To try Bing Chat, you must get on a waiting list, and then you are forced to use Edge. On a positive note, the experience is better than ChatGPT's version. Bing Chat is snappier, shows what is searched in the backend, and gives suggestions on continuing the conversation and the occasional references supporting its code and claims. Or so I thought.
I asked it to code a class to query Athena with Python. It looked good at first, but things went bad when I asked it to stream results into a feather file.

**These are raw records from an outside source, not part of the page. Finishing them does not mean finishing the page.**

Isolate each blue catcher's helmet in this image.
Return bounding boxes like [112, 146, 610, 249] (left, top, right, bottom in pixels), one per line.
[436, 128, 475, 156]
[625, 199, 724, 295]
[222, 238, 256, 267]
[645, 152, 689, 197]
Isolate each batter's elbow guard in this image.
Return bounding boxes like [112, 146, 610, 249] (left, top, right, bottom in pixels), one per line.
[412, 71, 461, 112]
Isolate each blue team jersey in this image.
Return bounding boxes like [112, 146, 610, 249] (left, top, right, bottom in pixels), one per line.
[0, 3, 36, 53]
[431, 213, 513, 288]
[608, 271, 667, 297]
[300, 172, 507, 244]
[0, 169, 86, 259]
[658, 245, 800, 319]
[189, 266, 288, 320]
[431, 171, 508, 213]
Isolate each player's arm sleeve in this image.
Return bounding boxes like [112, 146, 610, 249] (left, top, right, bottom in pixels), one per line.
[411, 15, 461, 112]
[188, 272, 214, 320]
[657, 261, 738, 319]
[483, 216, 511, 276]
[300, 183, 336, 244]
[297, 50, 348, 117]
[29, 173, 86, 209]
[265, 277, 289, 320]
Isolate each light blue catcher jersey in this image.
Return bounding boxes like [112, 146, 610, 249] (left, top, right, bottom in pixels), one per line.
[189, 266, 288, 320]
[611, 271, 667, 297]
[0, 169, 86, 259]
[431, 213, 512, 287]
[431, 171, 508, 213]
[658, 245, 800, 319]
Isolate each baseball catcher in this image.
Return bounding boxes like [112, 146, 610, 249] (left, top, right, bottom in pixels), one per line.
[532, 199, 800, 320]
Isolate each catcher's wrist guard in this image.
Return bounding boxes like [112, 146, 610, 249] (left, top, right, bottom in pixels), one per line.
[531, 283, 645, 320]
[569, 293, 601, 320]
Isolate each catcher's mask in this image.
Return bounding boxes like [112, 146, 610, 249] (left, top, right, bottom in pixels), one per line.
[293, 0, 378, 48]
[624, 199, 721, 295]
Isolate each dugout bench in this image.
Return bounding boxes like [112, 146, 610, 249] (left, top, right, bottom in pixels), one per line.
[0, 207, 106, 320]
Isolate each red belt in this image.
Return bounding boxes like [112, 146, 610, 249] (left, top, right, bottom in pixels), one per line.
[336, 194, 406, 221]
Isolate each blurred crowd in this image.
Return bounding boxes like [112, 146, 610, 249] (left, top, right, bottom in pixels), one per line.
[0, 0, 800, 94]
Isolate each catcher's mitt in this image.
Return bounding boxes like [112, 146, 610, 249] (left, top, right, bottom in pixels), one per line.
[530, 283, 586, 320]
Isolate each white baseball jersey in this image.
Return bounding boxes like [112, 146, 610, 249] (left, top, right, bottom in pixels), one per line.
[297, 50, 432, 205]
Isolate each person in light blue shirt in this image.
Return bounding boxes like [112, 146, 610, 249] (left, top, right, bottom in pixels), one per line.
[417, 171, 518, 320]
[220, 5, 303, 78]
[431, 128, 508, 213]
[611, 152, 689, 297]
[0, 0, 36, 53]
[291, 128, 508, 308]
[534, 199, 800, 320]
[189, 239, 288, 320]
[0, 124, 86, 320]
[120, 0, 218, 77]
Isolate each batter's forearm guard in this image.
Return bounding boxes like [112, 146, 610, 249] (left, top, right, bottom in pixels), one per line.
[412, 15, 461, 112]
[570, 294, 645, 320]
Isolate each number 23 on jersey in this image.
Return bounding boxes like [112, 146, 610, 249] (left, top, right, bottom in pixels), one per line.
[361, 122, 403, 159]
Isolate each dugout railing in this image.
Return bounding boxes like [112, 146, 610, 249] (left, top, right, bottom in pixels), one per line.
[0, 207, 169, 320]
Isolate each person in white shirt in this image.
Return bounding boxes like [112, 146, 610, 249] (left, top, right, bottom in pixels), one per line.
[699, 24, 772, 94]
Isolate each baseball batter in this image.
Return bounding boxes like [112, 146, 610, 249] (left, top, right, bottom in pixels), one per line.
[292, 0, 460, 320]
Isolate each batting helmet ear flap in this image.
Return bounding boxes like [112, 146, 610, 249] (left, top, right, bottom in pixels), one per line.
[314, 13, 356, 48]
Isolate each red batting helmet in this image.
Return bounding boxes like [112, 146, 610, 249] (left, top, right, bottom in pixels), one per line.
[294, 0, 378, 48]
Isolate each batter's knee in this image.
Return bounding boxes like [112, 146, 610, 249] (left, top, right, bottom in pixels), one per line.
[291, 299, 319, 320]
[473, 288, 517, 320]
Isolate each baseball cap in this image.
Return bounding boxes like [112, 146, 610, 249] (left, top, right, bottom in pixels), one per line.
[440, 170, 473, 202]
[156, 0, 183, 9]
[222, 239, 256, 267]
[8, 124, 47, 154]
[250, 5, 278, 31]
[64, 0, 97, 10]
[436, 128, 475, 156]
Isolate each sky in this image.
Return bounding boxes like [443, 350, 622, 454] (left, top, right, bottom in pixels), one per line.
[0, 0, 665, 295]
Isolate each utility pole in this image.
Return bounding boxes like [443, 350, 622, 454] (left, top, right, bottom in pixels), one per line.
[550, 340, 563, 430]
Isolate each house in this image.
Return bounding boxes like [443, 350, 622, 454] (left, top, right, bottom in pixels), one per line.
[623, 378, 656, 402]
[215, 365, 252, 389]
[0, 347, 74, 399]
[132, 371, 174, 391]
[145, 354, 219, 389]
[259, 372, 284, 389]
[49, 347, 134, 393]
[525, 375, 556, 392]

In particular, it used an 'append' flag with the 'pyarrow.feather.write_feather' method, which is not in the documentation and the references it produced. One reference it produced used 'fastparquet.write()', which has an append flag. It may have confused the two.
When I gave Bing Chat a chance to correct itself, I was surprised when it wrote, "I am not wrong.", and continued with source code to prove its point only to prove itself wrong unknowingly. To top it off, when I asked to show me where it got the code from, it directed me correctly to the 'pyarrow/feather.py' source on Github. But there, I found that the source code differs completely from the one it showed me.
In summary, Bing Chat generated code for me. And:
It imagined a non-existing flag and feature in an open-source library.
It refused to back down and argued it was right when given a chance to correct itself.
Its proof (source code) for being right showed it was wrong.
Worse, the proof was made up, and the referenced source is entirely different.
That is devastating. It produced incorrect code, failed to understand its mistake and faked source code with references. It did everything it could to throw me off and get things wrong.